今の世の中に溢れる音楽については、戦略が先走っている印象を持っている。

「この要素を入れておこうとか、こうしたほうが受ける、といった計算が透けて見えてしまうと、音楽が、商店街で通路ギリギリまで陳列されているお買い得商品のように思えてしまう。そうじゃなくて音楽は、もっと怪しげな、見えない暗闇を持っていていい。わかったりわからなくなったり、好きになったり嫌いになったり。飽きたり懐かしくなったり。感情が行ったり来たりするのが音楽だと思うから」

 最後に、年齢を重ねることの醍醐味について訊くと、「なんでも受け入れながら生きてきたので、感謝する気持ちはありますが、醍醐味はまだわからないです」と答えた。

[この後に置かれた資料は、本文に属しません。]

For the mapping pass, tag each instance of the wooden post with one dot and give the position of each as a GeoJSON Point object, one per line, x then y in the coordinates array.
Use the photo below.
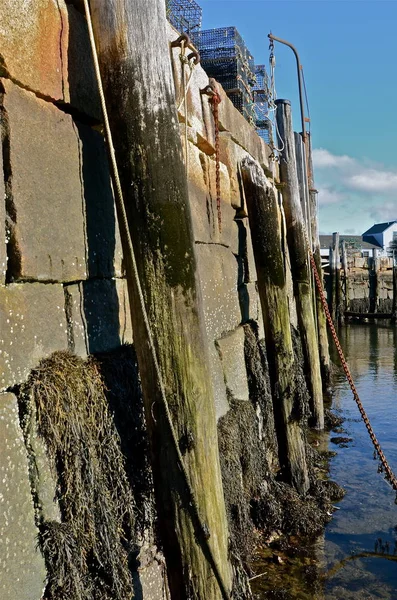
{"type": "Point", "coordinates": [325, 361]}
{"type": "Point", "coordinates": [345, 267]}
{"type": "Point", "coordinates": [335, 277]}
{"type": "Point", "coordinates": [301, 169]}
{"type": "Point", "coordinates": [300, 266]}
{"type": "Point", "coordinates": [266, 232]}
{"type": "Point", "coordinates": [373, 268]}
{"type": "Point", "coordinates": [135, 64]}
{"type": "Point", "coordinates": [394, 305]}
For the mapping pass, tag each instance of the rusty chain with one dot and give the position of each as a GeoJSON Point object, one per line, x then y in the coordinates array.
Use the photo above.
{"type": "Point", "coordinates": [378, 452]}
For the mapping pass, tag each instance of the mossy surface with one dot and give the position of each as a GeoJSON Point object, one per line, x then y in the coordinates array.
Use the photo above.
{"type": "Point", "coordinates": [88, 552]}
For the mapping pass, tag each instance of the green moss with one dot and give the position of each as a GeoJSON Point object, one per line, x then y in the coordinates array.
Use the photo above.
{"type": "Point", "coordinates": [87, 553]}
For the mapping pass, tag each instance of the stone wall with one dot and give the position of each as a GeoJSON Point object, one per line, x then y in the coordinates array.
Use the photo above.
{"type": "Point", "coordinates": [62, 283]}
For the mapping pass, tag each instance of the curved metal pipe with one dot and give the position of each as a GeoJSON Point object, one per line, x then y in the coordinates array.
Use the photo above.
{"type": "Point", "coordinates": [299, 68]}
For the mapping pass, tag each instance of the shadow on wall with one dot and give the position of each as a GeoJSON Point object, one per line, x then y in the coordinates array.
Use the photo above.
{"type": "Point", "coordinates": [99, 294]}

「今まで、嫌なこともいいこともたくさんあって、それが人生だと思って生きてきました。もし、死ぬ間際にでも、『これが人生の醍醐味か』と感じることができたら、それはラッキーだなと思います(笑)」

(菊地陽子、構成/長沢明)

財津和夫(ざいつ・かずお)/1948年生まれ。福岡県出身。大学時代の仲間を中心に71年チューリップを結成。翌年デビュー。「心の旅」「青春の影」「虹とスニーカーの頃」などをヒットさせる。78年からソロ活動をスタート、「WAKE UP」「サボテンの花~ひとつ屋根の下より~」などを発表。松田聖子らへの楽曲提供も。コンサート、プロデュース業、俳優、大学教授、講演会など、さまざまな分野で活躍。